The fit summary statistics specifies that the model which has greater adjusted and predicted R-squared with a very low probability value and smallest standard deviation38. The fit summary data results (Tables 4, 5) confirmed that, the quadratic model is a highly significant model for both Congo red dye and Co2+ biosorption using E. intestinalis biomass with the largest adjusted and predicted R-squared. The fit summary statistics for Congo red biosorption (Table 4) having not significant lack of fit with P-value quantified as 0.8517 and F-value equal 0.57. Meanwhile, the quadratic model showed the smallest standard deviation of 2.69 (Table 4).

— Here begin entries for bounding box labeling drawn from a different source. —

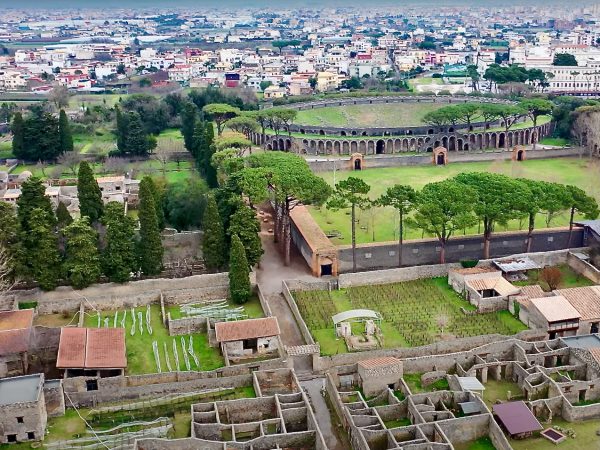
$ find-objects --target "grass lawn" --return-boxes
[509,419,600,450]
[294,102,488,127]
[402,373,450,395]
[85,305,224,375]
[294,278,527,355]
[454,436,496,450]
[165,295,265,319]
[483,378,522,410]
[309,156,600,245]
[513,264,594,292]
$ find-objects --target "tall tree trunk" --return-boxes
[398,211,404,267]
[525,213,535,253]
[567,206,575,248]
[351,203,356,272]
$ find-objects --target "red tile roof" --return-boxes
[56,328,127,369]
[215,317,281,342]
[0,309,33,356]
[493,401,543,436]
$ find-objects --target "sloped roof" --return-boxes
[331,309,381,325]
[466,276,521,297]
[56,328,127,369]
[215,317,281,342]
[493,401,543,436]
[0,309,33,356]
[554,286,600,320]
[531,295,580,322]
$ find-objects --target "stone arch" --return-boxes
[350,153,365,170]
[342,141,350,155]
[358,141,367,155]
[431,147,448,166]
[447,136,456,152]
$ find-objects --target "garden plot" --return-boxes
[85,305,224,374]
[294,278,526,355]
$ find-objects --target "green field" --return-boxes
[293,278,527,355]
[310,155,600,245]
[295,102,474,127]
[84,305,225,375]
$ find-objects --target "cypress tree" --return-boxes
[181,102,197,152]
[202,195,227,271]
[22,208,61,291]
[56,202,73,229]
[229,234,252,304]
[102,202,137,283]
[77,161,104,223]
[64,216,102,289]
[58,109,73,153]
[228,203,263,267]
[138,177,163,275]
[10,112,25,159]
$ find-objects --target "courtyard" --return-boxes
[310,155,600,245]
[293,278,527,355]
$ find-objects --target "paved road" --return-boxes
[300,378,349,450]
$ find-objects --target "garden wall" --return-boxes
[567,252,600,284]
[0,273,237,314]
[307,147,579,172]
[338,228,584,272]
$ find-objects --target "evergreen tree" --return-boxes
[229,234,252,304]
[58,109,73,153]
[138,177,163,275]
[102,202,137,283]
[56,202,73,230]
[228,203,263,267]
[202,195,227,271]
[64,216,102,289]
[181,102,198,152]
[21,208,61,291]
[77,161,104,223]
[10,112,25,159]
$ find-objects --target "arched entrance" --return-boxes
[350,153,364,170]
[432,147,448,166]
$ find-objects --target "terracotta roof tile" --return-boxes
[56,328,127,369]
[358,356,400,369]
[215,317,281,342]
[554,286,600,320]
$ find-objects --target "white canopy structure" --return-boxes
[331,309,381,325]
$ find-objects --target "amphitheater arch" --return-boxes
[358,141,367,155]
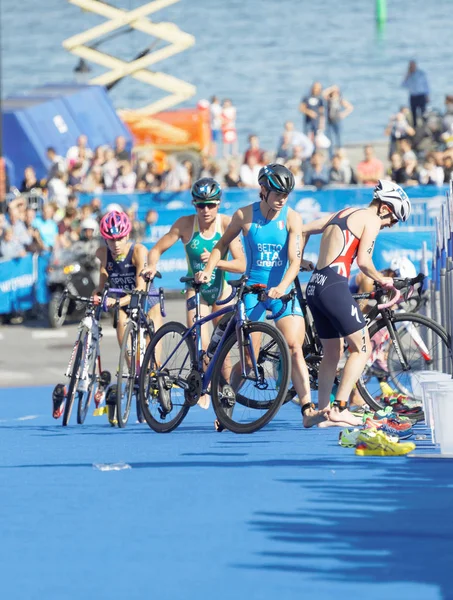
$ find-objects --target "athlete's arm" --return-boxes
[267,209,302,298]
[357,216,393,286]
[195,209,244,283]
[217,215,247,273]
[145,217,186,277]
[93,246,109,296]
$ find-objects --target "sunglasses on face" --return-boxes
[195,202,217,210]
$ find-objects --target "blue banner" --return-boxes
[0,254,49,315]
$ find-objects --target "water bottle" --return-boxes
[206,319,229,358]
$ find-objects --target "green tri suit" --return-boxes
[184,215,228,306]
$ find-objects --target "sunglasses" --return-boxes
[195,202,218,210]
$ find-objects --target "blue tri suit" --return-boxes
[244,202,302,321]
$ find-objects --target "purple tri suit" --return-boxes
[105,244,159,310]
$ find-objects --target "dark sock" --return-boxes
[333,400,348,412]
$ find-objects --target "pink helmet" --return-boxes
[99,210,132,240]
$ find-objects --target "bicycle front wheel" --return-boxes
[140,321,196,433]
[116,321,138,428]
[211,323,291,433]
[63,333,96,427]
[357,313,452,410]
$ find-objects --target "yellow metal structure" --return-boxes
[63,0,196,116]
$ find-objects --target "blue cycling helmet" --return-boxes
[258,163,296,194]
[192,177,222,204]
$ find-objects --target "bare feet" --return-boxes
[302,408,328,429]
[197,394,211,410]
[329,406,362,427]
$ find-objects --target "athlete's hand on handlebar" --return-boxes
[376,277,394,289]
[266,285,286,298]
[194,270,212,283]
[300,258,315,271]
[200,248,211,264]
[140,265,157,281]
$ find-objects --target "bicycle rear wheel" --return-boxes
[116,321,138,428]
[357,313,453,410]
[211,323,291,433]
[140,321,196,433]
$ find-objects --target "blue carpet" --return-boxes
[0,387,453,600]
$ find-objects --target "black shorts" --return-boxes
[306,267,366,340]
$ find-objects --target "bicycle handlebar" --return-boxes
[377,287,401,310]
[266,290,296,321]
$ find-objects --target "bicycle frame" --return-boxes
[160,282,257,395]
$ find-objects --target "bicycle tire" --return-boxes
[139,321,196,433]
[116,321,137,429]
[211,322,291,433]
[357,313,453,410]
[63,336,83,427]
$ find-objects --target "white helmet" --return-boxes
[373,180,411,221]
[80,217,99,234]
[390,256,417,279]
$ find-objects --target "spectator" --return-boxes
[102,148,118,190]
[68,162,85,192]
[323,85,354,158]
[285,160,304,190]
[239,154,261,188]
[402,60,429,128]
[275,131,293,163]
[66,135,93,168]
[444,154,453,183]
[335,148,357,185]
[385,110,415,157]
[222,98,238,158]
[419,155,444,186]
[113,160,137,194]
[387,152,403,183]
[145,208,159,239]
[47,171,69,209]
[20,167,42,194]
[224,158,242,188]
[279,121,315,161]
[8,202,32,247]
[395,152,420,185]
[0,226,27,260]
[243,134,264,164]
[82,165,104,194]
[304,152,329,189]
[57,208,79,248]
[299,81,325,142]
[46,146,66,181]
[356,145,384,185]
[114,135,131,162]
[142,162,162,193]
[329,154,349,185]
[88,146,105,173]
[33,202,58,251]
[161,156,189,192]
[209,96,222,158]
[90,197,102,220]
[24,208,44,253]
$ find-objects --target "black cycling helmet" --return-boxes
[192,177,222,204]
[258,163,295,194]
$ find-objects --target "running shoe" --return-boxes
[94,371,112,408]
[52,383,67,419]
[355,429,415,456]
[381,419,413,440]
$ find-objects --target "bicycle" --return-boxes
[285,274,453,410]
[140,276,293,433]
[106,273,166,428]
[58,288,111,427]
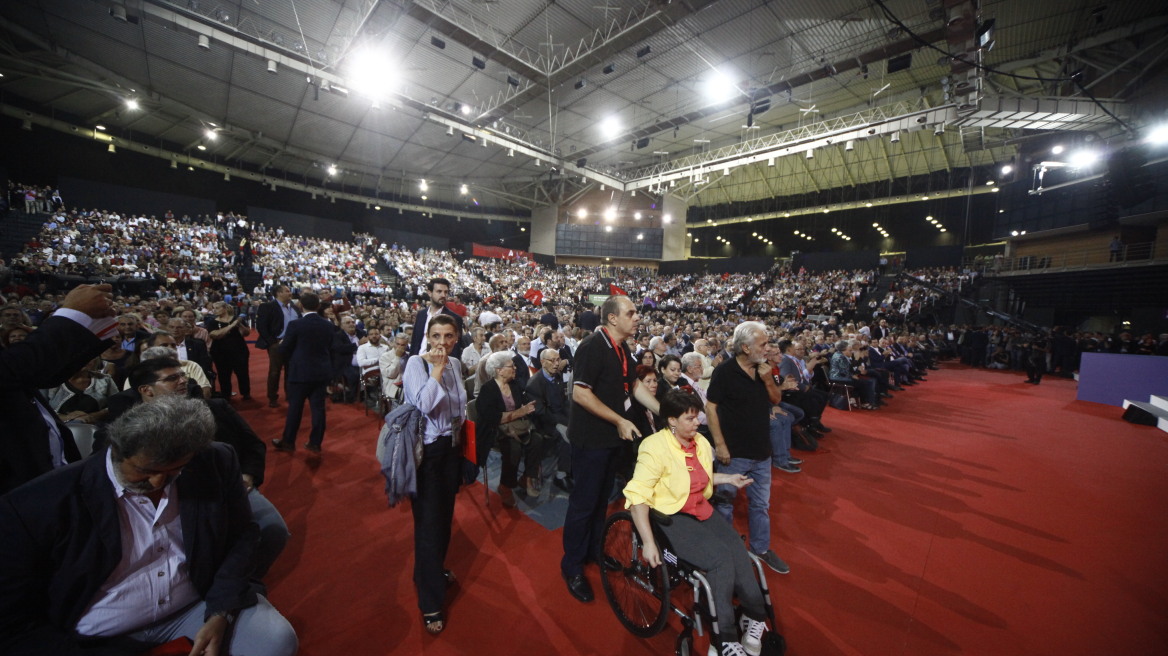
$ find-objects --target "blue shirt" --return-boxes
[402,356,466,444]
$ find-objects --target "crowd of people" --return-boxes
[0,194,1168,656]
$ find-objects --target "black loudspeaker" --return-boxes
[1124,405,1156,426]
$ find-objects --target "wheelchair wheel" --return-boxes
[600,511,669,637]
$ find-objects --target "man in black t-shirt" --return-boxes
[705,321,791,574]
[559,295,658,602]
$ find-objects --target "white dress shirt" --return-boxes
[77,451,199,636]
[357,342,389,375]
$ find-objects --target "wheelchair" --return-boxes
[600,510,786,656]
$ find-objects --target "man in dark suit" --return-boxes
[272,292,336,453]
[166,316,215,381]
[527,348,572,493]
[0,397,297,656]
[410,278,465,358]
[256,285,300,407]
[0,285,117,490]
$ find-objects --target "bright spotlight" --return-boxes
[600,117,620,140]
[1068,151,1099,168]
[705,69,738,103]
[348,50,396,100]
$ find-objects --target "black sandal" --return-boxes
[422,610,446,636]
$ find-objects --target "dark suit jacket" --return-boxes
[410,305,465,360]
[280,312,336,384]
[256,301,300,349]
[0,316,109,494]
[333,330,361,376]
[0,444,259,656]
[527,371,569,435]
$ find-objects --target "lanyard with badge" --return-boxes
[600,327,633,412]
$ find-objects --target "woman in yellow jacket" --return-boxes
[625,390,766,656]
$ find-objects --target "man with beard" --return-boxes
[705,321,791,574]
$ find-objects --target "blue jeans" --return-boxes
[711,457,775,553]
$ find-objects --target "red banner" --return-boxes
[471,244,533,259]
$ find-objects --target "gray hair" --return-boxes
[486,351,512,378]
[726,321,766,356]
[109,396,215,465]
[681,351,704,371]
[138,347,174,362]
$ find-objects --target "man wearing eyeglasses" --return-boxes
[0,392,298,656]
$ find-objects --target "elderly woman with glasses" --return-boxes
[474,351,543,508]
[625,390,766,656]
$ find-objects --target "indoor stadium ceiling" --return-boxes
[0,0,1168,209]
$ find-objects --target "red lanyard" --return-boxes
[600,328,628,395]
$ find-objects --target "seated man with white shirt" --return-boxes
[0,397,298,656]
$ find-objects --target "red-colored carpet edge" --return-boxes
[236,351,1168,656]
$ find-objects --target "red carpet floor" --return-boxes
[237,351,1168,656]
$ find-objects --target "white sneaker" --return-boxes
[738,615,766,656]
[722,642,746,656]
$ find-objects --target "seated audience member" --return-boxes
[527,348,573,493]
[779,340,832,438]
[0,392,297,656]
[137,330,211,398]
[377,333,410,403]
[459,326,491,376]
[0,323,36,348]
[0,285,116,492]
[112,357,288,581]
[677,352,710,435]
[656,355,681,400]
[474,333,508,396]
[624,390,766,656]
[848,340,892,406]
[828,340,876,410]
[474,351,543,508]
[333,314,364,403]
[41,358,118,424]
[166,316,215,381]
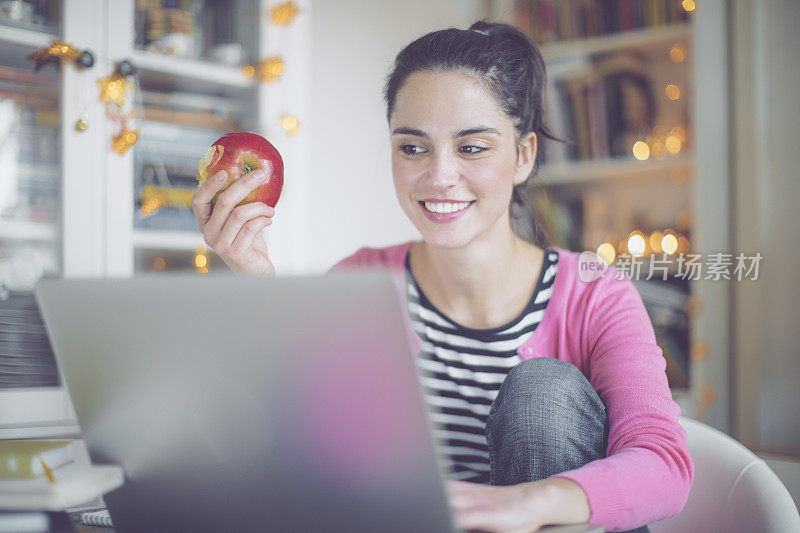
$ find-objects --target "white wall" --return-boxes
[733,0,800,458]
[306,0,487,272]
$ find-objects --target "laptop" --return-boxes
[35,271,603,533]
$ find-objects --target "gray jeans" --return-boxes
[486,357,650,533]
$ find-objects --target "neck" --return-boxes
[409,223,543,327]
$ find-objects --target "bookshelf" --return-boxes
[540,22,691,61]
[0,0,311,438]
[490,0,728,420]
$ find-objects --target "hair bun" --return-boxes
[469,20,496,35]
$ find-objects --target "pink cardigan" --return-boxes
[329,241,694,531]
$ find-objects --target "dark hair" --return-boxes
[383,20,560,247]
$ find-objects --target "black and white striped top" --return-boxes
[405,249,558,484]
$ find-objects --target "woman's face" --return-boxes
[389,71,536,248]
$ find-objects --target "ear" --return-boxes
[514,132,537,185]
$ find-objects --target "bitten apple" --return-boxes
[196,131,283,207]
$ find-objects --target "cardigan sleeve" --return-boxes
[554,268,694,531]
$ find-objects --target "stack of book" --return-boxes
[514,0,688,44]
[541,52,657,164]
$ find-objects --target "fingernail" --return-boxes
[247,172,267,183]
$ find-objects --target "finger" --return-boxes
[192,170,228,231]
[216,202,275,254]
[455,511,496,531]
[231,217,272,252]
[203,170,267,242]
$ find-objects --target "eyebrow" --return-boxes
[392,126,500,139]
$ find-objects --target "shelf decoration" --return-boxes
[97,61,141,155]
[258,55,286,82]
[269,2,300,26]
[28,39,94,72]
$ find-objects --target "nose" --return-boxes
[427,150,459,191]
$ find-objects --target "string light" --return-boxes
[669,43,686,63]
[194,246,208,274]
[270,2,300,26]
[139,197,161,217]
[280,115,300,135]
[661,230,678,255]
[258,55,286,82]
[649,230,664,254]
[628,230,646,257]
[597,242,616,265]
[664,134,681,155]
[632,141,650,161]
[664,83,681,100]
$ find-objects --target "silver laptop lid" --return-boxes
[36,272,453,533]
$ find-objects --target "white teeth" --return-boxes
[425,202,470,214]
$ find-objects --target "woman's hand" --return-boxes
[192,170,275,276]
[447,478,589,533]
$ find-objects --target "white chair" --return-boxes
[650,416,800,533]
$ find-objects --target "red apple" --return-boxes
[196,131,283,207]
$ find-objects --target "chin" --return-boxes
[417,228,471,250]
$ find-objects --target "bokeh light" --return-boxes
[628,230,646,257]
[664,133,681,155]
[597,242,617,265]
[661,233,678,255]
[664,83,681,100]
[669,43,686,63]
[632,141,650,161]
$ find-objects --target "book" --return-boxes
[0,440,73,479]
[0,462,125,511]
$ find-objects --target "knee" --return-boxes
[489,357,607,438]
[498,357,594,410]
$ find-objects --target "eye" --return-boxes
[458,144,488,155]
[400,143,424,155]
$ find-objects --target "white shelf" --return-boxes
[131,50,255,90]
[133,229,206,251]
[540,22,692,61]
[537,154,694,185]
[0,25,57,48]
[0,220,58,242]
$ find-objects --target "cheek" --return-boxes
[392,157,420,190]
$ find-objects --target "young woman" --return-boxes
[192,21,694,533]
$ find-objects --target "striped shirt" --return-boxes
[405,249,558,484]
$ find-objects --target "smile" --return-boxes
[420,200,474,215]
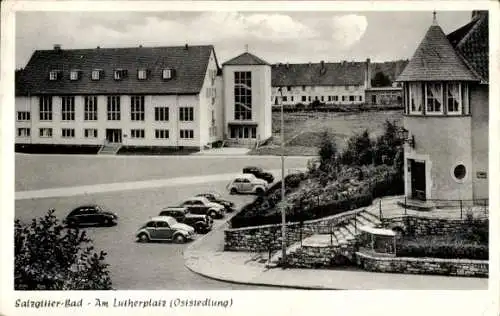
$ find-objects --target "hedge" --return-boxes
[396,236,489,260]
[231,191,373,228]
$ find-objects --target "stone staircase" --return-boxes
[267,210,381,268]
[97,143,121,155]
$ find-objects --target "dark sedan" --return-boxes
[196,192,235,212]
[64,205,118,227]
[243,166,274,183]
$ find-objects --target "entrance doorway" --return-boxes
[411,160,426,201]
[106,128,122,143]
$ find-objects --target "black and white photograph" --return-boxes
[0,1,499,316]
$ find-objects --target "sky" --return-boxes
[15,11,471,68]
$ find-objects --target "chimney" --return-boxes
[365,58,372,89]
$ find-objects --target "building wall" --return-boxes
[404,115,473,200]
[470,85,491,199]
[271,85,365,105]
[223,65,271,139]
[15,95,208,147]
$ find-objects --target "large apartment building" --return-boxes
[15,45,224,152]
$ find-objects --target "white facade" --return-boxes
[271,85,365,105]
[15,52,223,148]
[222,65,272,144]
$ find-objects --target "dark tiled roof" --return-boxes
[397,25,478,81]
[448,11,489,82]
[271,62,366,86]
[222,52,269,66]
[16,45,214,94]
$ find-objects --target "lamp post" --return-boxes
[278,87,286,267]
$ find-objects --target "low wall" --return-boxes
[382,215,482,236]
[356,252,488,278]
[224,210,362,251]
[287,242,355,269]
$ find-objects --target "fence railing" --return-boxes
[377,197,489,219]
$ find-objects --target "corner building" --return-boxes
[398,11,489,202]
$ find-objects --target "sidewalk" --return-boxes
[184,206,488,290]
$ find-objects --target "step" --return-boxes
[339,227,355,241]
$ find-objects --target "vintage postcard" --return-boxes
[0,1,500,316]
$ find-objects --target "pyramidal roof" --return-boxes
[222,52,270,66]
[397,23,479,81]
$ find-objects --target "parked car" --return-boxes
[227,173,268,195]
[179,196,224,218]
[196,192,235,212]
[63,205,118,227]
[158,206,214,233]
[136,216,194,243]
[243,166,274,183]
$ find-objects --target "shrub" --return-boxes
[14,210,112,290]
[396,236,488,260]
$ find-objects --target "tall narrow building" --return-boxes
[397,11,489,203]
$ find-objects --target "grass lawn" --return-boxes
[250,110,403,155]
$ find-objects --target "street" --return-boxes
[15,157,305,290]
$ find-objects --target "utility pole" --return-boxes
[278,87,286,267]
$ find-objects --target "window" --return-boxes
[83,128,97,138]
[107,95,120,121]
[137,69,148,80]
[61,97,75,121]
[452,164,467,183]
[39,96,52,121]
[83,96,97,121]
[409,82,424,114]
[61,128,75,138]
[234,71,252,120]
[69,70,80,81]
[155,129,168,139]
[425,83,443,114]
[38,127,52,137]
[114,69,127,80]
[155,106,168,122]
[17,127,31,137]
[130,129,145,138]
[445,83,462,114]
[179,107,194,122]
[17,111,31,121]
[162,68,172,79]
[180,129,194,138]
[130,95,144,121]
[91,69,102,80]
[49,70,61,81]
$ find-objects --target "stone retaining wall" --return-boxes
[287,243,355,269]
[224,210,362,251]
[382,215,482,236]
[356,252,488,278]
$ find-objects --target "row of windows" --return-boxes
[278,95,363,102]
[403,82,470,115]
[49,68,175,81]
[28,96,194,122]
[283,85,360,92]
[17,127,194,139]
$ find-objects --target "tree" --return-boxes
[14,209,112,290]
[318,131,337,171]
[371,71,391,87]
[341,130,374,166]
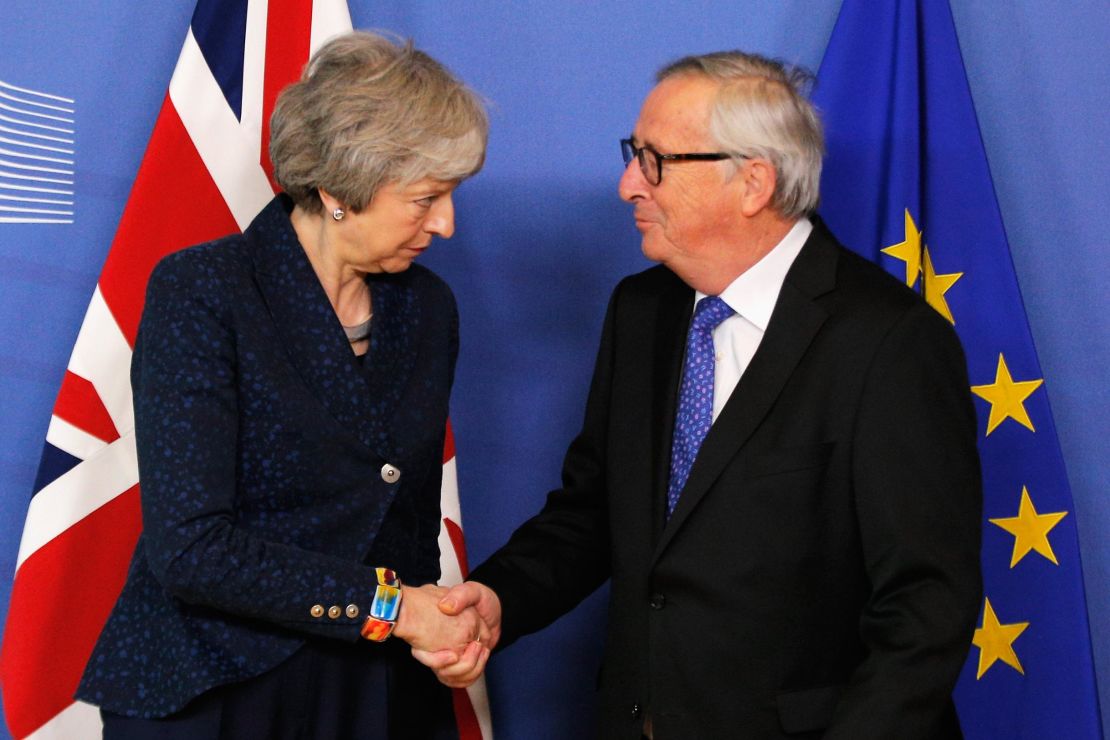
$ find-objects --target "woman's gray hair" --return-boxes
[270,31,490,213]
[656,51,825,219]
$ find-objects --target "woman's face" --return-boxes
[337,178,458,273]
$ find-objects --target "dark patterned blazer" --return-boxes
[77,196,457,717]
[471,223,981,740]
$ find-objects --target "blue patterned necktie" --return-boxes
[667,295,735,517]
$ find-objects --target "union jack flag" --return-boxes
[0,0,493,740]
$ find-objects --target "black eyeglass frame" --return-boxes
[620,139,747,186]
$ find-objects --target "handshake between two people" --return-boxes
[393,581,501,689]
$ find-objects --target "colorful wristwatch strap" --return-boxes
[362,568,401,642]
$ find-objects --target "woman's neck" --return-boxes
[290,205,372,326]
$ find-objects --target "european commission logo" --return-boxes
[0,80,74,224]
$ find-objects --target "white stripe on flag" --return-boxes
[309,0,351,54]
[69,285,135,435]
[239,0,269,156]
[170,29,274,230]
[47,416,108,460]
[16,430,139,570]
[24,701,102,740]
[24,701,102,740]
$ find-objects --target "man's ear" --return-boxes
[736,158,778,219]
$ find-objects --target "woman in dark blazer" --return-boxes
[78,33,487,740]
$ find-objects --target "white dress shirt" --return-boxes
[694,219,814,422]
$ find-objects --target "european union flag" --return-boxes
[815,0,1102,739]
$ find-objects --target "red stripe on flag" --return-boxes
[0,486,142,738]
[54,371,120,442]
[451,689,482,740]
[260,0,312,191]
[443,517,471,578]
[100,94,239,345]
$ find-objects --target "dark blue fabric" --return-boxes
[815,0,1107,738]
[78,197,457,717]
[101,642,458,740]
[667,295,736,516]
[190,0,246,119]
[34,442,81,493]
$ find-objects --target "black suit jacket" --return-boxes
[79,196,457,717]
[472,223,981,740]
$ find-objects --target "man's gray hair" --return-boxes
[270,31,490,213]
[656,51,825,219]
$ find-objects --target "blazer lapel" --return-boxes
[652,277,694,539]
[246,196,394,459]
[655,226,837,558]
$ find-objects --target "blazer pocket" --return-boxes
[775,686,845,733]
[744,442,836,478]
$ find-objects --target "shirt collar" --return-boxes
[694,217,814,332]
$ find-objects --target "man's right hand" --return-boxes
[413,581,501,689]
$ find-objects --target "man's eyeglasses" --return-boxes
[620,139,745,185]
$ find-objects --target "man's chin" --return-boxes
[639,234,667,262]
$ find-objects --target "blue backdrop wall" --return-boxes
[0,0,1110,738]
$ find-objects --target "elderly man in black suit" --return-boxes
[417,52,981,740]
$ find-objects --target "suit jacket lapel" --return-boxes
[652,277,694,540]
[655,222,837,558]
[246,196,408,459]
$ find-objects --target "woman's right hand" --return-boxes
[393,584,493,656]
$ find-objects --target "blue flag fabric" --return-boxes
[814,0,1102,740]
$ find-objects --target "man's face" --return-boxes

The quadratic model of Congo red biosorption showed the highest adjusted R-squared of 0.9741, predicted R-squared of 0.9580. On the other hand, the fit summary statistics for Co2+ biosorption (Table 5) having not significant lack of fit with P-value quantified as 0.6901 and F-value equal 0.79. Meanwhile, the quadratic model showed the lowest standard deviation of 1.26 (Table 5). The quadratic model of Co2+ biosorption showed the highest adjusted R-squared of 0.9958, predicted R-squared of 0.9925.

Three dimensional (3D) graphs

The three dimensional (3D) graphs were generated for the pairwise combinations between the five factors to determine the optimum conditions to achieve the maximum percentages of biosorption of Congo red dye and Co2+ by E. intestinalis and to visualize the interactions among the test variables. 3D surface plots for the pairwise combinations of the five variables (X1X2, X1X3, X1X4, X1X5, X2X3, X2X4, X2X5, X3X4, X3X5 and X4X5) were generated by plotting the biosorption (%) of Congo red dye or Co2+ by E. intestinalis on Z-axis against two independent variables while the other independent process factors were held at their center (zero) level. The three-dimensional surface plots showing the effects of the five factors on the biosorption of Congo red dye by E. intestinalis are illustrated in Fig. 1A–J. Meanwhile, the three-dimensional surface plots showing the effects of the five factors on the biosorption of Co2+ by E. intestinalis are illustrated in Fig. 2A–J.

Figure 1
figure 1

Three-dimensional surface plot for biosorption of Congo red by E. intestinalis showing the interactive effects of two variables at a time of the five tested variables. (A) initial pH level and algal biomass concentration, (B) initial pH level and Congo red concentration, (C) initial pH level and cobalt concentration, (D) initial pH level and incubation time, (E) algal biomass conc. and Congo red concentrations, (F) algal biomass and cobalt concentrations, (G) algal biomass concentration and incubation time, (H) Congo red and cobalt concentrations, (I) Congo red concentration and incubation time and (J) cobalt concentration and incubation time.

Figure 2
figure 2

Three-dimensional surface plot for biosorption of cobalt by E.intestinalis biomass, showing the interactive effects of two variables at a time of the five tested variables. (A) initial pH level and algal biomass concentration, (B) initial pH level and Congo red concentration, (C) initial pH level and cobalt concentration, (D) initial pH level and incubation time, (E) algal biomass conc. and Congo red concentrations, (F) algal biomass and cobalt concentrations, (G) algal biomass concentration and incubation time, (H) Congo red and cobalt concentrations, (I) Congo red concentration and incubation time and (J) cobalt concentration and incubation time.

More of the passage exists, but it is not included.